Здесь, как и в «Пире», имеет место восхождение – восхождение любви, совершаемое любовью. Плотская любовь первична. «Так как природа слишком хрупка и слаба, – пишет Бернар Клервоский в “Трактате о Божественной любви” (50), – необходимость велит ей прежде служить самой себе. Такова плотская любовь: человек прежде любит себя и ради любви к себе». Отсюда, продолжает мыслитель, необходимо подняться на вторую ступень любви (возлюбить Бога ради любви к себе), затем – на третью (возлюбить Бога ради него самого) и, наконец, на четвертую (любить себя только ради Бога). Мы не предлагаем читателю следовать этим путем. Но все-таки кое-что важное мы отсюда узнаем. Тело – необходимая точка отсчета, отправной пункт для восхождения духа. Это путь любви и сама любовь, понимаемая как путь. Вначале мы любим только себя, только ради себя (любим то, чего у нас нет). В каждом из нас продолжает жить младенец, тянущийся к материнской груди, вожделеющий ее и стремящийся сохранить обладание ею навсегда. Но это невозможно. И не должно. Запрет на инцест вынуждает нас искать другие способы любви, любить то, чем мы не можем обладать, что не можем взять себе и потребить, чем не можем даже наслаждаться: отсюда рождается иная любовь, в подчинении (сначала навязываемому) желания закону. Это и есть любовь. Ибо, повторим, желание первично, порыв первичен, а мы живем, тоскуя по тому, чего у нас нет. Эрот первичен. Поначалу, как утверждает Фрейд, ничего другого и нет: только живое и жадное тело. Но в человеческом мире мелкое млекопитающее, именуемое человеком, вдруг замечает, что есть что-то, что появилось раньше него, что защищает его и заботится о нем, что есть материнская грудь, утоляющая желание и доставляющая удовольствие, и не только материнская грудь, и удовольствий не одно, а много. Что же это за удовольствия? Это любовь. Любовь вожделеющая (любая мать знает, что она хотела ребенка прежде всего для себя), но одновременно и любовь дающая (какая мать не ставит благо своего ребенка выше собственного?). Здесь
Посмотрите на мать и младенца. Какая жадность в малыше! И какая щедрость в матери! Ребенок весь – воплощенное желание, импульс, животное начало. Ничего подобного в матери. Все эти черты преобразованы любовью, нежностью, добротой. У животных, во всяком случае у млекопитающих, наблюдается нечто подобное, но только человек сумел пройти в этом направлении гораздо дальше любого другого известного нам вида. Здесь начинается человечество – с изобретения любви. Ребенок берет – мать отдает. Ребенок испытывает удовольствие – мать испытывает радость. Эрот первичен, как я уже говорил, и это в самом деле так: каждая мать когда-то была младенцем. Но все-таки любовь почти всегда предшествует нам в этом мире (поскольку каждый ребенок рождается от матери) и учит нас любви.

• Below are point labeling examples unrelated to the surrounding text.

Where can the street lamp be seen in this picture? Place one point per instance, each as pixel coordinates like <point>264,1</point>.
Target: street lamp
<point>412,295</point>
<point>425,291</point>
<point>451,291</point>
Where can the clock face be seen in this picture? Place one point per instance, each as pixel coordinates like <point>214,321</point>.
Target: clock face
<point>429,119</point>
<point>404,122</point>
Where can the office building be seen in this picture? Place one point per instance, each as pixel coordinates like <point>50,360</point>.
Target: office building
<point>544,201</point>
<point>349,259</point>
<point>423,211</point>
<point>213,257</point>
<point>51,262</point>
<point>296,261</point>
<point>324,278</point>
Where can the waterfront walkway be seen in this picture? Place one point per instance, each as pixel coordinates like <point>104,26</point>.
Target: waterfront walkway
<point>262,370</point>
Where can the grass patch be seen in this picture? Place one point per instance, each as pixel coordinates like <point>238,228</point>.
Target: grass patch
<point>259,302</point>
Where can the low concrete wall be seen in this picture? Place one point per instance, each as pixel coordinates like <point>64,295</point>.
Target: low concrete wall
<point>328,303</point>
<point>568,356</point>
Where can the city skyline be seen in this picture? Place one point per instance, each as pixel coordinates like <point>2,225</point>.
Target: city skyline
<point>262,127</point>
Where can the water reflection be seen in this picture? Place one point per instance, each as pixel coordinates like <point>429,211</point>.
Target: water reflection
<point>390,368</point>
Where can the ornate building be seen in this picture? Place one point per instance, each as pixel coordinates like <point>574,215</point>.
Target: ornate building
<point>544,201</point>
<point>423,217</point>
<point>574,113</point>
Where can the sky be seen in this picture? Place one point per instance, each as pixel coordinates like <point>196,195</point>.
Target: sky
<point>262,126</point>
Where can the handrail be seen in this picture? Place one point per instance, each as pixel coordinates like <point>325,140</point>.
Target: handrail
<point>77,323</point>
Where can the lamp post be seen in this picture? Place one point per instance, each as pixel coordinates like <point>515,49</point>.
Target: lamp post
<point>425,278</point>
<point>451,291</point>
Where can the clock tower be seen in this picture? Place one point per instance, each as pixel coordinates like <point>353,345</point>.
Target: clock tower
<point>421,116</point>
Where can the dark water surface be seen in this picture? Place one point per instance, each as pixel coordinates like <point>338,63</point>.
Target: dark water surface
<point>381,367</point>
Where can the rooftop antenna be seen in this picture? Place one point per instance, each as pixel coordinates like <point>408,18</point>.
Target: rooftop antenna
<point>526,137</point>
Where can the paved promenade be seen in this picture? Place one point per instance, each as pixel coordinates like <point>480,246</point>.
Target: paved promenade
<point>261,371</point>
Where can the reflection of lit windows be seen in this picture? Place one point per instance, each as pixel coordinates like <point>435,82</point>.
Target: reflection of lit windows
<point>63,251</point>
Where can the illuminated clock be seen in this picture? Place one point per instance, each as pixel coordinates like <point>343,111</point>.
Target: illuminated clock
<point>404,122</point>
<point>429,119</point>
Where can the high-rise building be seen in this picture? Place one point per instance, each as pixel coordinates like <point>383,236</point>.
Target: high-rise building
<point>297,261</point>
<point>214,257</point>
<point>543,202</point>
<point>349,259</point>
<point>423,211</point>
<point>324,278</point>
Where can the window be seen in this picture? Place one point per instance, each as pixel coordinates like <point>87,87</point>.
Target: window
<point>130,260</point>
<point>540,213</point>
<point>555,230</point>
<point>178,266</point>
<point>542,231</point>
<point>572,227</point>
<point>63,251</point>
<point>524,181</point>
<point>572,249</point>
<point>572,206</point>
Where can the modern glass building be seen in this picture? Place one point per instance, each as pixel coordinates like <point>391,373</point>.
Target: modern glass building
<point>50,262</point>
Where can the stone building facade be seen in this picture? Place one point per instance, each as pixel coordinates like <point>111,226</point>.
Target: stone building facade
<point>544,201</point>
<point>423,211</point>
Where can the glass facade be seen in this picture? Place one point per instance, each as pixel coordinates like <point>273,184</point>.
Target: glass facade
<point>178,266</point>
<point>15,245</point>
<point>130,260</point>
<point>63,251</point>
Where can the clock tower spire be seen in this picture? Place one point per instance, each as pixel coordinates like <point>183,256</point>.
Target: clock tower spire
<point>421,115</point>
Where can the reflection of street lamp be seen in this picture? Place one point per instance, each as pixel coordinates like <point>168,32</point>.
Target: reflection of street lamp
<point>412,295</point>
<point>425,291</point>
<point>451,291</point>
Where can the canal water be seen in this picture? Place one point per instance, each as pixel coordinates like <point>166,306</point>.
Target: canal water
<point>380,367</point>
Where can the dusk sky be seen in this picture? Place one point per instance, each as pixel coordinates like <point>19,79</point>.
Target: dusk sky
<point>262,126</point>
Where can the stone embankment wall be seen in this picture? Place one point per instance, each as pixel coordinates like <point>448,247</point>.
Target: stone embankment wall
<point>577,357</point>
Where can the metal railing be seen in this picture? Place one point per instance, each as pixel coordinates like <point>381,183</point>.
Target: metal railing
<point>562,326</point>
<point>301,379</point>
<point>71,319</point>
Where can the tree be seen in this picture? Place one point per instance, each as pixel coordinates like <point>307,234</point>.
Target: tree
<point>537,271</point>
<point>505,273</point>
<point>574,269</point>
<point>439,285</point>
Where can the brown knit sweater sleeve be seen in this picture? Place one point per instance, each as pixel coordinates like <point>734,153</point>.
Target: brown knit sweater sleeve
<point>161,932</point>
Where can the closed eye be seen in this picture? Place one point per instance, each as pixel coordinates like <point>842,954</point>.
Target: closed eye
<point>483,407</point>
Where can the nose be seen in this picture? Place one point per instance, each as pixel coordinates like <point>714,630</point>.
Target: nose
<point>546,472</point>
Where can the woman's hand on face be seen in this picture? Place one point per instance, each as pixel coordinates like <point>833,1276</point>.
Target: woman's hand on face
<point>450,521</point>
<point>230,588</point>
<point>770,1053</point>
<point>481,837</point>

Так зарождается человечество, так зарождается дух. Единственный Бог – это Бог любви. Ален, будучи убежденным атеистом, сумел как никто ясно выразить эту мысль: «Посмотрите на ребенка, и не останется никаких сомнений. Надо полюбить дух, ничего не надеясь получить взамен. Да, дух способен быть милосердным к самому себе – он дает нам способность мыслить. Но посмотрите лучше на картинку. Посмотрите на мать.
Вот ребенок. Его слабость божественна. Эта слабость, которая нуждается во всем, и есть Бог. Это существо, которое без нашей заботы прекратит существование, это и есть Бог. Таков дух, в глазах которого истина – не более чем божок. Истина скомпрометировала себя силой: Цезарь перетянул ее на свою сторону и расплачивается за это. Ребенок ни за что не расплачивается: он требует и еще раз требует. Таково суровое правило духа: дух ни за что не расплачивается, и никто не может быть слугой двух господ. Чем меньше доказательств любви получает мать, тем больше она будет сама любить. И она права, и будет права, даже если ребенок будет вечно доказывать ее неправоту» («Боги», IV, 10).
Все так. Но ребенок этого не знает. И не узнает, пока не научится любить.
Agape
Что же, это все? Хорошо, если бы это было так. Если бы любви было достаточно желания и радости! Если бы любви было достаточно самой любви! Но это не так. Почему? Потому что мы умеем любить только себя и своих близких, потому что наши желания почти всегда эгоистичны, наконец, потому, что в жизни мы сталкиваемся не только с близкими, которых любим, но и с ближним своим, которого не любим.